Elon Musk dreaming again, really budget space travel?

Starship Super Heavy

For as long as human civilization has existed, we have always sought to explore the world around us. Our innate desire for exploration and discovery is what makes us unique as a species. You have to love Elon Musk’s inspiration. He claims he can make space travel costs to be 1% of current NASA launches.

Elon’s dreams are just a tiny fraction of what existing launches costs are today. On average, NASA spends an average of $152m per launch – meaning that, if Musk is to be believed, SpaceX will be able to launch cargo and people into orbit for about $2m a launch – or bundle it one big launch to get the same cost savings. SpaceX has proven that you can get to space on the cheap, by bringing down the cost of launch by a factor of 10, from hundreds of millions of dollars to tens of millions of dollars – but can we really get cost down by yet another factor of 10 in a reasonable time frame?

Space Launch Competition

A critical component of launch vehicles and a significant factor in maximizing payload capacity are composite pressure vessels (CPV). These tanks are used to store propellant fuel and also function as pressurant tanks. CPVs are also used in satellites and probes as part of the spacecraft propulsion system. They’re also used as oxygen storage tanks in orbiting space stations. The economics of launches are highly sensitive to vehicle weight. For example, for every kilogram saved on a rocket traveling to low earth orbit, this would translate to a savings of $8,000 per kilogram on the overall launch costs – see inset chart. Therefore, CPVs need to be as lightweight as possible yet strong enough to withstand the demands of pressurized fuel storage.

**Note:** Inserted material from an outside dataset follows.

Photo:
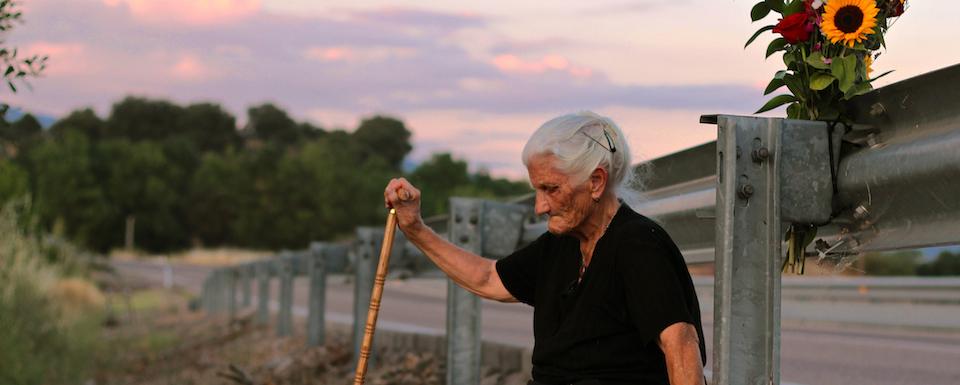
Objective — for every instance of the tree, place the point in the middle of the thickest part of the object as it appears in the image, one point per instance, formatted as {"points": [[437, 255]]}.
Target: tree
{"points": [[437, 178], [220, 194], [209, 127], [20, 134], [13, 181], [385, 137], [84, 121], [142, 184], [15, 69], [269, 123], [137, 118], [68, 195]]}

The SpaceX Starship Heavy will be able to carry up to 100 people to the moon, Mars, or other destinations in space or around Earth, Elon said – see featured image. It will stand 387 feet (118 meters) tall and be completely reusable, with quick turnarounds. “This is the fastest path to a self-sustaining city on Mars,” Elon said, referring to the Starship Super Heavy architecture. Musk has said, that Mars has remained the true objective – making humans an interplanetary species.

We have all seen many technologies go from some ridiculous cost down to nothing. Isn’t space travel the same? Well, yes, partially, but there are limits to the laws of nature. Our current chemical-based rocket fuels have limits in terms of weight ratios to efficiencies of the rocket systems to escape the gravity of our planet. Then materials used in rocket engines can only burn so hot before disintegrating – 4000C. The size of a rocket also presents an issue in terms of material strength as they get bigger. Let’s not even consider the safety issues for the common space traveler sitting on top of a highly flammable gas can. For sure, advanced chemical fuel, stronger lighter materials, and better designs can make a difference. But one does reach a point of diminishing returns.

Maybe Elon can get his rocket to Mars for research purposes, and not to be a “Debbie Downer,” but News Forecasters predicts that we will not see any chemical-based rocket system enable interplanetary travel for common people. The SpaceX Starship Heavy will become an Albatros in a space museum. The reality to achieve this, we will need some non-chemical propulsion system to get into space.

There are people working on this (another link) – electrothermal, ion drives, solar sails, plasma propulsion engine, thermal fission, pulsed fusion, nano-spacecraft, and antimatter technologies, just to name of few. All are yet to be fully developed to be considered a viable replacement for today’s chemical-based rocket systems. Unfortunately, News Forecasters believes that any actual breakthroughs and usage commercially are at least 20 years away from reality – but for sure, work should start. So unless you are a billionaire, don’t book your ticket just yet.

In the meantime, Elon will give us quite a show and provide useful applicative space technology developments. He will need to wait until some government-funded research program does the pure research, so he can then pick the technology up on the cheap and commercialize it.